Published
Fellow nurses,
I am in desperate need for a neonatal blood transfusion policy. I have never provided this service and I am able to write one. Can any of you help me? Why recreate the wheel? Please help
Sorry about this question, but there is any cientific reason for this???
Well, as I said above, it's not actually the official policy per our online manuals, but the rationale I was given is that it is just a further safeguard against ABO incompatibility issues. If we have it available, why not use it?

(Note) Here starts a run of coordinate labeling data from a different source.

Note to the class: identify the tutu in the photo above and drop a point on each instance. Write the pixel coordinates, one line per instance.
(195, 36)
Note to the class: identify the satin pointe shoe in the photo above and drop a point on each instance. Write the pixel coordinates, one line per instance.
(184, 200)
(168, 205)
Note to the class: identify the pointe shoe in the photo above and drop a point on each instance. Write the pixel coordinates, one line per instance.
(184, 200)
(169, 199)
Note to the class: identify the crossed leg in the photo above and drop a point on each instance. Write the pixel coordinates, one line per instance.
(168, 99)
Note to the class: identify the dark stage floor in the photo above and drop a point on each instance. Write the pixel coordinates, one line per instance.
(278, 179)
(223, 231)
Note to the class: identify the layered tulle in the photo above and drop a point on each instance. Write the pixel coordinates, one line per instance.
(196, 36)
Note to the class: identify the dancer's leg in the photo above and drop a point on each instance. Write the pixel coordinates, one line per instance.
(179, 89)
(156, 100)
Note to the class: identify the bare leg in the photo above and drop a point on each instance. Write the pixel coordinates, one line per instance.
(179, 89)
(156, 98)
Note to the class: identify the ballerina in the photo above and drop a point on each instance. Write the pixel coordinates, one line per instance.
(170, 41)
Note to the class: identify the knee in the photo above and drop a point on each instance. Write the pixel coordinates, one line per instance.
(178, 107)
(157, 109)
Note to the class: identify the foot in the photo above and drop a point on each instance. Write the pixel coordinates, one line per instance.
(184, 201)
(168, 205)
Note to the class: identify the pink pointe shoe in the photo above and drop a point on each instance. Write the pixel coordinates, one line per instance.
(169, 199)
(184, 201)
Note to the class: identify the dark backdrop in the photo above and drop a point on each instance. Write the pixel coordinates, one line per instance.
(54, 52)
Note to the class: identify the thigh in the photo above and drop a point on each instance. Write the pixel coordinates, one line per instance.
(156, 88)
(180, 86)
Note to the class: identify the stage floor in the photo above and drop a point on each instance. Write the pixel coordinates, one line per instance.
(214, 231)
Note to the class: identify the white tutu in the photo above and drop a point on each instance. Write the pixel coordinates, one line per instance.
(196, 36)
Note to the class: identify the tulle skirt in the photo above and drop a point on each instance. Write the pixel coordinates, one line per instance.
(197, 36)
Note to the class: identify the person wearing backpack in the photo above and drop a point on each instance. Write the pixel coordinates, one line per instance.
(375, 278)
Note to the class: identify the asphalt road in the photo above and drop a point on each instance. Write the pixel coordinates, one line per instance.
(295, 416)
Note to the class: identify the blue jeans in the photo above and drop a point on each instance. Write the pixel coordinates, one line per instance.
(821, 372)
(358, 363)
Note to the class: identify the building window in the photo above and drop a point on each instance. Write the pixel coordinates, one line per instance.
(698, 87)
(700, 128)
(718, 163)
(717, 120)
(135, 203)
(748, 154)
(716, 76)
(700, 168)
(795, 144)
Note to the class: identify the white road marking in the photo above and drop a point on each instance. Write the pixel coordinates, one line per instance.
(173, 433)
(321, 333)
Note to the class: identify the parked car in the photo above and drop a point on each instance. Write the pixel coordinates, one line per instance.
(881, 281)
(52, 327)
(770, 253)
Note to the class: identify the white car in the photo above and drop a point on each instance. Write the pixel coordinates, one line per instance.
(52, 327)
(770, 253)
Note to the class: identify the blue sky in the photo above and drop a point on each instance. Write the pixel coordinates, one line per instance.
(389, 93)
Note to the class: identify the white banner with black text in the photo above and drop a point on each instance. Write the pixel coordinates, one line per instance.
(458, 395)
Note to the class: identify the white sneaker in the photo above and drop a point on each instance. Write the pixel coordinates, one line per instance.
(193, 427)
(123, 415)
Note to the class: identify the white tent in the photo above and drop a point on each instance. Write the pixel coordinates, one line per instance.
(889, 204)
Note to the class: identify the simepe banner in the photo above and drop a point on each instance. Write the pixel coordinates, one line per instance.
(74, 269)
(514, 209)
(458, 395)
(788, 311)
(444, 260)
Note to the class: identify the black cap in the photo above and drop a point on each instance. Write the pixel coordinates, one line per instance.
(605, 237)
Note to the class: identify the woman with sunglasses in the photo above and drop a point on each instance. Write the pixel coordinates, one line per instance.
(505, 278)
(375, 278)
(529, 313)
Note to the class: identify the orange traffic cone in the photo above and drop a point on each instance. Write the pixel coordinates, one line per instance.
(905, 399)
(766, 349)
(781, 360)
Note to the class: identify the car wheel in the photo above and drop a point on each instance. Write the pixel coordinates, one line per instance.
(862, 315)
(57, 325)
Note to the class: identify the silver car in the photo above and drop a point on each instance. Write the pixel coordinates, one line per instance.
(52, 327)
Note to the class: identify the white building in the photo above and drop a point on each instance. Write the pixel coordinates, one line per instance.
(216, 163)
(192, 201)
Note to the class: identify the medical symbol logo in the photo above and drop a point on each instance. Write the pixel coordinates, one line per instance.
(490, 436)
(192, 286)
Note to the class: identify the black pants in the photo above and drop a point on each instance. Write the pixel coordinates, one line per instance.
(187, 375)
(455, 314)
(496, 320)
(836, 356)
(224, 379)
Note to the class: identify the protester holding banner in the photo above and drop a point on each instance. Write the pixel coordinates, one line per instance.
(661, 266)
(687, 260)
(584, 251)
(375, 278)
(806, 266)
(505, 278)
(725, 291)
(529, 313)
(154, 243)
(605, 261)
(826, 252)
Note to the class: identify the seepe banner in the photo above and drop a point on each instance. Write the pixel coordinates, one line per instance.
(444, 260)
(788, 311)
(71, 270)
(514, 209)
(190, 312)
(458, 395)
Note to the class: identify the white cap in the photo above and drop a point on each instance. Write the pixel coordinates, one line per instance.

We T&S as per our hospital policy. I've only given uncrossmatched O- blood once (when I admitted a 27 weeker that was the donor twin in TTTS and his hematocrit was 15). Blood bank is very good to us, and it takes them very little time to process our requests. When blood bank lets us know they have blood available, we send for it. We transfuse 10-15 ml/kg usually over 3 hours. On some occasions, over 2 hours. We draw the blood up in a syringe through a 40 micron filter and run it over a syringe pump. Ideally, we transfuse through PIVs. With micropreemies, sometimes through the UVC if we have a multiple lumen catheter in. If access is an issue, I have transfused through a UAC. We can also transfuse via a Broviac. We won't transfuse through a PICC.
We transfuse CMV negative and leukocyte-reduced PRBCs. Sometimes the docs/NNPs will also order it irradiated.
We do vital signs (temp, HR, RR, BP, O2 sats, check IV site) just prior to starting the transfusion, then at 15 minutes. After that, it's hourly from the start time of the transfusion. Our babies are all on monitors anyway though.
sofiam
23 Posts
Sorry about this question, but there is any cientific reason for this???